Rekam jejak digitalisasi Hutama Karya telah diinisiasi sejak penugasan megaproyek Jalan Tol Trans Sumatera (JTTS) pada tahun 2014. Demi menunjang kompleksitas proyek tersebut, perusahaan membentuk unit khusus BIM pada 2018 yang kemudian ditingkatkan menjadi bagian dari Divisi Sistem dan Teknologi Informasi pada 2020. Komitmen ini membuahkan hasil ketika BUMN ini menjadi korporasi konstruksi pertama di Indonesia yang meraih sertifikat internasional ISO 19650 Kitemark Part 1, 2, dan 5 pada tahun 2021.

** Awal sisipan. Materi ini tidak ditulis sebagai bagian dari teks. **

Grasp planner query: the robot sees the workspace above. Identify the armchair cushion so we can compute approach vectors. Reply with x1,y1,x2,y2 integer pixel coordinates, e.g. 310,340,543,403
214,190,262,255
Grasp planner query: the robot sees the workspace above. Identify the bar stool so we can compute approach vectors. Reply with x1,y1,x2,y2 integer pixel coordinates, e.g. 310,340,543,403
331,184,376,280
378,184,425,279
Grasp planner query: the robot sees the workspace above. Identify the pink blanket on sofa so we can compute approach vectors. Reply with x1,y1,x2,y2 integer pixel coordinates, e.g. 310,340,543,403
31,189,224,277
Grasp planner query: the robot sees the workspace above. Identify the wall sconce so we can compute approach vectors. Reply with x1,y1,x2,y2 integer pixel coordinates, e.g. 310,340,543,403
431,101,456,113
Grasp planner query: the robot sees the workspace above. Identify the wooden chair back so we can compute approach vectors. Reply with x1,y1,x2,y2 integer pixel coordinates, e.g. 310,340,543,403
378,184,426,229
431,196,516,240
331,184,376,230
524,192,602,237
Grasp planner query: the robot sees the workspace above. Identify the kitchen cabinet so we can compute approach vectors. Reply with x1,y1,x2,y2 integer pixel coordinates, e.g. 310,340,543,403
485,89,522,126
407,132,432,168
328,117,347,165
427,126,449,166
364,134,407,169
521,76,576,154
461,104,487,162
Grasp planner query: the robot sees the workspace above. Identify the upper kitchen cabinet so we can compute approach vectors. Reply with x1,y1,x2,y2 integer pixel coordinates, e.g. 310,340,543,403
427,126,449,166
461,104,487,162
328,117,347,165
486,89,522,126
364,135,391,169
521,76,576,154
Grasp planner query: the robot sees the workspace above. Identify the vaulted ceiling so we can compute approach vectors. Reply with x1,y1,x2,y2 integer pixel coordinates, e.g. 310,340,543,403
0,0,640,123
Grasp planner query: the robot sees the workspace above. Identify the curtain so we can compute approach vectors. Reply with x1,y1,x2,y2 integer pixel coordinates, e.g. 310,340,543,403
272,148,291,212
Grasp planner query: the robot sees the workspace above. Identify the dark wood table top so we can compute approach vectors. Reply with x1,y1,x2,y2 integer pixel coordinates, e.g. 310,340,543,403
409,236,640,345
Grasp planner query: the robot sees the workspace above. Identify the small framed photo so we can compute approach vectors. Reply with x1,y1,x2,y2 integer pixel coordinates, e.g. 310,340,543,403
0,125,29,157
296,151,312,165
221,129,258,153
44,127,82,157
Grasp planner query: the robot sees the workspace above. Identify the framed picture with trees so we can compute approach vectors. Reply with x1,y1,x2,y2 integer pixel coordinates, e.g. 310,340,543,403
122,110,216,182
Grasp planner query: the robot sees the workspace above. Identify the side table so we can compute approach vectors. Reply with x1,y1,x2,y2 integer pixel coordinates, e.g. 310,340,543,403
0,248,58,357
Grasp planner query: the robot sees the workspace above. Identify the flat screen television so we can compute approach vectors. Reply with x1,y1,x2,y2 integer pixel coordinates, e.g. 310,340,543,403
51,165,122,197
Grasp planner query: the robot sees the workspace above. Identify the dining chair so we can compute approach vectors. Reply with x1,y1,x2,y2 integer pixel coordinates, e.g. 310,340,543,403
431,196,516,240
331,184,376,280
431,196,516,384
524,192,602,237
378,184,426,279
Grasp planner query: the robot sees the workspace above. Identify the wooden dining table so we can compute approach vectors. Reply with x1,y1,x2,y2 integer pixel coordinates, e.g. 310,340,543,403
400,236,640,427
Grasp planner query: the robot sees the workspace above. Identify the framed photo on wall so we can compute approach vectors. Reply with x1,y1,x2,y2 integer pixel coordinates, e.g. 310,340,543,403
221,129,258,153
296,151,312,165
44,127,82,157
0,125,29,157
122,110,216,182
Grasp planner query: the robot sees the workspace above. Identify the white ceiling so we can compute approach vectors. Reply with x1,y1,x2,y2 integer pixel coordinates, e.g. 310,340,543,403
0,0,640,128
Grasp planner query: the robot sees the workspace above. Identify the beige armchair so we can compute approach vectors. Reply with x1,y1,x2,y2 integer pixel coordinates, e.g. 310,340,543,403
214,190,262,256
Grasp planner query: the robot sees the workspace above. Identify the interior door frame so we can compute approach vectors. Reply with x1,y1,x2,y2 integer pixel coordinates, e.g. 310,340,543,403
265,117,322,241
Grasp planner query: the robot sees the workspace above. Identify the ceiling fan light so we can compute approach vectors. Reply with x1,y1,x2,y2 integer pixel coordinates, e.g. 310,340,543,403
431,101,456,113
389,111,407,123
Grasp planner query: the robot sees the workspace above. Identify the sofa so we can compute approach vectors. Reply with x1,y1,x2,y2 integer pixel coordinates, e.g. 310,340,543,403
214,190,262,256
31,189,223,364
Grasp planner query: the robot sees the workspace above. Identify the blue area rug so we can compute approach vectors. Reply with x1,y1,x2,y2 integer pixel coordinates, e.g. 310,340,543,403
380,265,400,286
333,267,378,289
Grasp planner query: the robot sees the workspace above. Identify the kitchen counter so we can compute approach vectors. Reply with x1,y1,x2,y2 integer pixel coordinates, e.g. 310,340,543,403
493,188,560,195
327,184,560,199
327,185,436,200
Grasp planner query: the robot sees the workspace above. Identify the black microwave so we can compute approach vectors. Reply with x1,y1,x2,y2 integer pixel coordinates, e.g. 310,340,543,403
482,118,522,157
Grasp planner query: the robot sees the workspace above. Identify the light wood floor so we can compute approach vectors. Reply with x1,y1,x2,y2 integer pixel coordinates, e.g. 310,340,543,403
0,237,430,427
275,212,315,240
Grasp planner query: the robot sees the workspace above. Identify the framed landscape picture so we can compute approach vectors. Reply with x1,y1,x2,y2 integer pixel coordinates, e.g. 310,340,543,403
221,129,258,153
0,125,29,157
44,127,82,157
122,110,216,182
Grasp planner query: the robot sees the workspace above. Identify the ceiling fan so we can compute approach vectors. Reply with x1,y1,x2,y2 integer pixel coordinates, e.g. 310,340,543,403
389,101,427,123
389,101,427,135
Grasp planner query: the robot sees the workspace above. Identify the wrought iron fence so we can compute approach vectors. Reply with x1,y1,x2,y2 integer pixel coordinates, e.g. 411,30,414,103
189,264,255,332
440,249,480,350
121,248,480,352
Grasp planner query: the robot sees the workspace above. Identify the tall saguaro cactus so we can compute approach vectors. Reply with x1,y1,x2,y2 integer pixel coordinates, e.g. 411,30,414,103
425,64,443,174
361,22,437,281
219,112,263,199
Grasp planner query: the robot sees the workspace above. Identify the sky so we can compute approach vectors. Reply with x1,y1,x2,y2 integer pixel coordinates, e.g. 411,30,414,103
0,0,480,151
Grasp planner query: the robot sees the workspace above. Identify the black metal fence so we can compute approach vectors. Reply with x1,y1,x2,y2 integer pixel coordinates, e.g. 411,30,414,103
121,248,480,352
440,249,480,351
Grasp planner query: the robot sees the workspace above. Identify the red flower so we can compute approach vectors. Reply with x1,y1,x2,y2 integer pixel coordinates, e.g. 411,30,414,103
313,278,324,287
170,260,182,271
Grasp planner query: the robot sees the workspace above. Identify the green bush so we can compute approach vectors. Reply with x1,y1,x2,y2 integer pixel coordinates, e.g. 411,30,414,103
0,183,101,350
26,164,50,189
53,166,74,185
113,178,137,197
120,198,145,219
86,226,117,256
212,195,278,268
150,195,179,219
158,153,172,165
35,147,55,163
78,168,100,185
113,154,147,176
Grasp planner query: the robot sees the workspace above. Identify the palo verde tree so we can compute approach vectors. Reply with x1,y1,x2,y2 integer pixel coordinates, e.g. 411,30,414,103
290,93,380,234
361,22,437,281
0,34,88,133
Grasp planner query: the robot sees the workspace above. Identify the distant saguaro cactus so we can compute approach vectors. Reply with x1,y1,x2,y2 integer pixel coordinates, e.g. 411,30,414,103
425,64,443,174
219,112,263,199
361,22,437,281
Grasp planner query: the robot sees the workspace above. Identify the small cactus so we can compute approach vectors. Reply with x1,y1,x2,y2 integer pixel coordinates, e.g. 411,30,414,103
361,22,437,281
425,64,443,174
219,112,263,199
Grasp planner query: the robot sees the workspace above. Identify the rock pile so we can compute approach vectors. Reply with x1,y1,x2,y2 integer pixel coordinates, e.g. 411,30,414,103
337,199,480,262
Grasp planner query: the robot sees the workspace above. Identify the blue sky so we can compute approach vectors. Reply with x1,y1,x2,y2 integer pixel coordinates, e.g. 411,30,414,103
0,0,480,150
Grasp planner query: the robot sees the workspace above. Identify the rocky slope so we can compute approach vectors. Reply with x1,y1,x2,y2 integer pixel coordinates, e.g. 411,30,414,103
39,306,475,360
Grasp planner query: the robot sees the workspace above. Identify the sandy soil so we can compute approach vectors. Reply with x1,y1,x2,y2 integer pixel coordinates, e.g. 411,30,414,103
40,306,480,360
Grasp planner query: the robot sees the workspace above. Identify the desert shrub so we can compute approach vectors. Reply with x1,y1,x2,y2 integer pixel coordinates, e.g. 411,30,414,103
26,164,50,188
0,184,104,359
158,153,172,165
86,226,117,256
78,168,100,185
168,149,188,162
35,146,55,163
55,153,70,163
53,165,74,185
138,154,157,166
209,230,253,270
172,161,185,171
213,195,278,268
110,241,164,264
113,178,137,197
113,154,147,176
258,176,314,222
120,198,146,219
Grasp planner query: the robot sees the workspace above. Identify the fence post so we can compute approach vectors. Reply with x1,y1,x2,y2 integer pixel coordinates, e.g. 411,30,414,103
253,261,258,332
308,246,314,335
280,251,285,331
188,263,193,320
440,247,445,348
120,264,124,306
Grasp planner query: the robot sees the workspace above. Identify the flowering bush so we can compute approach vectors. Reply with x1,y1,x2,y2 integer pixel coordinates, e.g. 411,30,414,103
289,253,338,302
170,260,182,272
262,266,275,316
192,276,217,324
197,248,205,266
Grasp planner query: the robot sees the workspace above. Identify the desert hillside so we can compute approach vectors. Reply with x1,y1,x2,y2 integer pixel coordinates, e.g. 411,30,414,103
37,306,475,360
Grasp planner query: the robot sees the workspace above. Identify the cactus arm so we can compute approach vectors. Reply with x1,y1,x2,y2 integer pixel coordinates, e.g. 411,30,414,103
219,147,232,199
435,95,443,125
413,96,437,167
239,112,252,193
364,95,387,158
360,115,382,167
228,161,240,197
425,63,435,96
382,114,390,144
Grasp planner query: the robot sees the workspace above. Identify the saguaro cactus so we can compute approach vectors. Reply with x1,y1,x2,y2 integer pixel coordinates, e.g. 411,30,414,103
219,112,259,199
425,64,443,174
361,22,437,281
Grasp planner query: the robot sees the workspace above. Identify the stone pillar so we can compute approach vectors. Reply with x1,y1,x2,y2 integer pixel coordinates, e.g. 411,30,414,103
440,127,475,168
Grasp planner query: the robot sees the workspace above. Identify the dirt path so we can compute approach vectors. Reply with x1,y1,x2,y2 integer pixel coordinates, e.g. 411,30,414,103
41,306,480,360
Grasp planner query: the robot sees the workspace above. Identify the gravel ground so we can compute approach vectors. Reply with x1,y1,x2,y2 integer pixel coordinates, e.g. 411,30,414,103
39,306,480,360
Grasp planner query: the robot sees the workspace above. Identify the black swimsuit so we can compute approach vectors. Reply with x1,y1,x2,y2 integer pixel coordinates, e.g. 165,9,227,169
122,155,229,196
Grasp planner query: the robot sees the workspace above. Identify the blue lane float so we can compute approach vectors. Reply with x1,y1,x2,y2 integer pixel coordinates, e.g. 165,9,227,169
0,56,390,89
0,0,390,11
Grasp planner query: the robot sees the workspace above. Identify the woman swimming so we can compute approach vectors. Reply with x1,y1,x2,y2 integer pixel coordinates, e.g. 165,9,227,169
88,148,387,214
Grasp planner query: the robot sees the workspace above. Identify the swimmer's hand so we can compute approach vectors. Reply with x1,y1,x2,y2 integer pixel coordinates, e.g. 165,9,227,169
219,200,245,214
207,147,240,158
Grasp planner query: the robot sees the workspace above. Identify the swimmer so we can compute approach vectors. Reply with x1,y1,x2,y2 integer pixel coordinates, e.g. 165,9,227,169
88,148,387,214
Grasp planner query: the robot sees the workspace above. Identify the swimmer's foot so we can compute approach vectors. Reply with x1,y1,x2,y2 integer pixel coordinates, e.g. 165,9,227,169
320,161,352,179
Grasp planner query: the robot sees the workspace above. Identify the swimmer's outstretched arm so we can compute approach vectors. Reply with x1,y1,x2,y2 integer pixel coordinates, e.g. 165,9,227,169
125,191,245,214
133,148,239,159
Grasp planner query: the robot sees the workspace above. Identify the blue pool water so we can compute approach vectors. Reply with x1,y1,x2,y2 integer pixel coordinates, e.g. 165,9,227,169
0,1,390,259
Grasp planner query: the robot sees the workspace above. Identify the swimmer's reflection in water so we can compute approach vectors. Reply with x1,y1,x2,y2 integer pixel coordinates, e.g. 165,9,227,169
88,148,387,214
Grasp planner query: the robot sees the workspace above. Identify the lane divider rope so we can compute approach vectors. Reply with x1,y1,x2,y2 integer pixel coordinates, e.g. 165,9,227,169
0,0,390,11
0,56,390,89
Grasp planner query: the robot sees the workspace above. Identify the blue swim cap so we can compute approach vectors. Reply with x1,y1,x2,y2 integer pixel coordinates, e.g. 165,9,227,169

Sistem BIM diterapkan secara komprehensif mulai dari tahap perencanaan untuk mendeteksi potensi kendala desain, fase konstruksi guna memantau progres dan mengendalikan biaya, hingga tahap pemeliharaan aset digital pascakonstruksi. Seluruh data proyek ini diintegrasikan melalui platform kolaborasi digital Common Data Environment (CDE) yang dapat diakses secara aktual (real-time) oleh seluruh pemangku kepentingan.

Semangat inovasi ini sebenarnya mewarisi sejarah panjang perseroan yang sebelumnya telah melahirkan teknologi legendaris Sosrobahu ciptaan Ir. Tjokorda Raka Sukawati. Teknik pemutaran bahu jembatan layang tersebut telah diakui dunia karena mampu meminimalkan dampak kemacetan lalu lintas selama masa pembangunan proyek jalan layang.

Penerapan teknologi canggih ini memberikan dampak nyata di lapangan. Pada proyek Bendungan Semantok, penggunaan BIM sukses memangkas potensi keterlambatan hingga empar sampai enam bulan dan menyelamatkan proyek dari kerugian pengerjaan ulang (rework) senilai delapan persen dari nilai kontrak. Sementara itu, Jalan Tol Trans Sumatera Ruas Rengat–Pekanbaru yang memadukan BIM dan LiDAR berhasil meraih penghargaan internasional di ajang Autodesk ASEAN Innovation Awards 2021.

Di sisi lain, penerapan metode Lean Construction berbasis keberlanjutan lingkungan juga diterapkan di berbagai daerah. Pada proyek di Ibu Kota Nusantara (IKN), metode ini menghemat biaya sewa alat sebesar 20 persen, mengurangi konsumsi bahan bakar 15 persen, serta memangkas emisi karbon hingga 50 ton CO₂. Selain itu, pengerjaan proyek BRI Ragunan Paket 2 dan Tol Bayung Lencir–Tempino Seksi 3 tercatat rampung lebih cepat dari target awal berkat integrasi sistem manajemen proyek yang adaptif ini.

Plt. Executive Vice President (EVP) Engineering, Riset & Teknologi Informasi Hutama Karya, Amy Rachmadhani W, menegaskan bahwa penerapan teknologi ini didasarkan pada kebutuhan bisnis nyata, bukan sekadar mengikuti tren industri. Sementara itu, Plt. EVP Sekretaris Perusahaan Hutama Karya, Hamdani, menambahkan bahwa transformasi digital tersebut memperkuat reputasi korporasi dalam menghadirkan infrastruktur yang akuntabel, terukur, dan berkualitas tinggi dari Sabang hingga Merauke.

Menatap masa depan, rencana strategis korporasi periode 2025–2029 akan difokuskan pada penguatan konstruksi digital melalui pemanfaatan kecerdasan buatan (Artificial Intelligence), Digital Twin, serta otomatisasi sistem data. Langkah ini sejalan dengan Asta Cita Pemerintah dalam mendorong pemerataan infrastruktur yang berkelanjutan di seluruh wilayah Indonesia.